Sick of crime? Here’s what companies can do about it.
When bullets flew in Oak Park for the second time in as many days last month, killing a 19-year-old man and wounding a young woman, dozens of alarmed residents took to the neighborhood’s streets to make their voices heard.
“We are out here with one agenda,” the Rev. Anthony Sadler told the marchers gathered at his Shiloh Baptist Church off Martin Luther King Jr. Boulevard, “(and that’s) to stop the gun violence.”
So far, it seems to have worked. The shootings have slowed. But marching is, at best, a short-term solution.
Another way to reduce violent crime is give the teenagers something better to do. Mayor Darrell Steinberg is pushing his fledgling Thousand Strong program as that alternative.
It’s a solid plan. The program connects high school students from some of Sacramento’s most impoverished neighborhoods with minimum wage jobs at local companies. As many as 700 teenagers will receive job training before being directed to an employer willing to put them to work.
Eventually, Steinberg wants the program to live up to its moniker and serve 1,000 teens year-round. Already, there’s enough funding from the state, city and local school districts to subsidize that.
The only problem? The city needs more companies to step up and hire students.
Some of the employers that have stepped up are Carollo Engineers, Valley Vision, the Starbucks at the Sacramento Convention Center, Green Tech, Service Systems Associates and the California Capital Airshow. Plus, a lot of government agencies, including the Sacramento Public Library, Sacramento Police Department and Regional Transit. But the pickings have been pretty slim.

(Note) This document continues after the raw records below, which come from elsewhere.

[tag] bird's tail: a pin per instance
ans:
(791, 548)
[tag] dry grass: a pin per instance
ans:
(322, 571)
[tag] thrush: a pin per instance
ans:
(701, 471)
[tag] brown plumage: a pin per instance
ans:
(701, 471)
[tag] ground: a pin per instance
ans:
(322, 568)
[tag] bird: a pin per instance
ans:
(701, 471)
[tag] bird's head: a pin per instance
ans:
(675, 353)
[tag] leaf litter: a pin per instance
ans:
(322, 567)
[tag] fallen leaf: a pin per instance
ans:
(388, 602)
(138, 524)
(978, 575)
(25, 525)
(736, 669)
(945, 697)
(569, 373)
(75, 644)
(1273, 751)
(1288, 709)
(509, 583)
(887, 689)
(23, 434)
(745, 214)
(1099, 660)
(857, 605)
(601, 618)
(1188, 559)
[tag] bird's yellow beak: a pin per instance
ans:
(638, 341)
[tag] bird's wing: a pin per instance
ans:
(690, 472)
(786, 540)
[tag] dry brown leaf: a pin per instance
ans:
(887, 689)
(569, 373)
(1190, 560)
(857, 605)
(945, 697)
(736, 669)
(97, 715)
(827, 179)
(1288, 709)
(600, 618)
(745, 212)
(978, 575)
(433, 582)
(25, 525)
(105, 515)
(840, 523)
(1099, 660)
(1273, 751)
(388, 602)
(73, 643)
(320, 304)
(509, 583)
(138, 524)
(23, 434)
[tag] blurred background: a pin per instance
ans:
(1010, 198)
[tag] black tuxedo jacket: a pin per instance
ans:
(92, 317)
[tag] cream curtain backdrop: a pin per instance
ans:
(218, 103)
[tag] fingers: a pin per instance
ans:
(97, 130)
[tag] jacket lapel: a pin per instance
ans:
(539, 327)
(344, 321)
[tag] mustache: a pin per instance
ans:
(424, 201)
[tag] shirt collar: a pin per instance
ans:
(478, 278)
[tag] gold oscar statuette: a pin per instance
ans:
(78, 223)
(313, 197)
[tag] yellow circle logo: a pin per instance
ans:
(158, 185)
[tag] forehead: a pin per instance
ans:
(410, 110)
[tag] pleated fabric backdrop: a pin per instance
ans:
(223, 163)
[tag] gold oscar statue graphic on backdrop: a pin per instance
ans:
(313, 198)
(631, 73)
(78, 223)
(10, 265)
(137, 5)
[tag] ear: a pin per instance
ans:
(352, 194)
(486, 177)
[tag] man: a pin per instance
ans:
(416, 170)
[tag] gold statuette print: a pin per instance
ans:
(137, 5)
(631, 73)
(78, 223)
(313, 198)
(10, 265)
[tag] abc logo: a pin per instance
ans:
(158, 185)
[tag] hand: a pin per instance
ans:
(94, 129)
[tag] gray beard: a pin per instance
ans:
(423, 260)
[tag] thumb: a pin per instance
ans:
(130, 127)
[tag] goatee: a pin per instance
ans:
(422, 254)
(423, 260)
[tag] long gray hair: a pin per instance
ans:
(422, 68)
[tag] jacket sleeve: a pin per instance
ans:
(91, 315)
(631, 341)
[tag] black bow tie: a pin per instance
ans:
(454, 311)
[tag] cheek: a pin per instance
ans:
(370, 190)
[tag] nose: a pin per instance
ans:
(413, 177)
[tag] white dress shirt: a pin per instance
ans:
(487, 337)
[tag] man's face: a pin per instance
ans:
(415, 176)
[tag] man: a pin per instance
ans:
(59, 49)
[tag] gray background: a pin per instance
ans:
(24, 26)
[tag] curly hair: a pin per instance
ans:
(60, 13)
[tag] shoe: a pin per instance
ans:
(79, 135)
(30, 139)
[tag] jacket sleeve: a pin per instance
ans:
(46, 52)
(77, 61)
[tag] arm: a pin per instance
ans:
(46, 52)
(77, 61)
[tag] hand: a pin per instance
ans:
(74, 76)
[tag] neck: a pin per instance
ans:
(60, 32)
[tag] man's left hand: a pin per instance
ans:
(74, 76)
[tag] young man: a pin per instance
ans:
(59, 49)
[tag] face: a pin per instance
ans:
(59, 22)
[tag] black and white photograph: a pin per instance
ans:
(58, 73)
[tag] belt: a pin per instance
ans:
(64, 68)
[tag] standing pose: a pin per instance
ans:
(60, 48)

Surely, Sacramento can do better.
While it’s true that hiring students from inner city neighborhoods might not be profitable in the short-term, in the long-term, it will make Sacramento a stronger community and, therefore, a better place to grow a business. The current spike in violent crime benefits no one.
Thousand Strong is deliberately going after teenagers who need help – those who are homeless, have a disability, have children, are pregnant or have a criminal record. Employers should consider the program an opportunity to be a responsible corporate citizen.
“It’s not a program, but a philosophy,” Steinberg said told a member of The Bee’s editorial board. “The goal is to connect economic growth to the (poorest) neighborhoods of the the city.”
It’s no coincidence that the neighborhoods with the highest rates of violent crime – Arden Arcade, Del Paso Heights and Valley Hi, to name a few – are also the neighborhoods that have seen little benefit from the boom downtown or in other, more affluent parts of Sacramento.
That drive-by shooting in Oak Park last month that killed 19-year-old Giovonni Griffin came on the heels of another shooting that injured a woman who was eight months pregnant. Surrounded by mourners at a memorial service, police found her bleeding from a wound to the stomach, but fortunately she and baby survived.
That kind of violence can’t continue to happen in Sacramento. But only a community-wide intervention, with a real path out of poverty and real opportunities for a viable career, can help stop it.
With more support from more employers, Thousand Strong is a good start.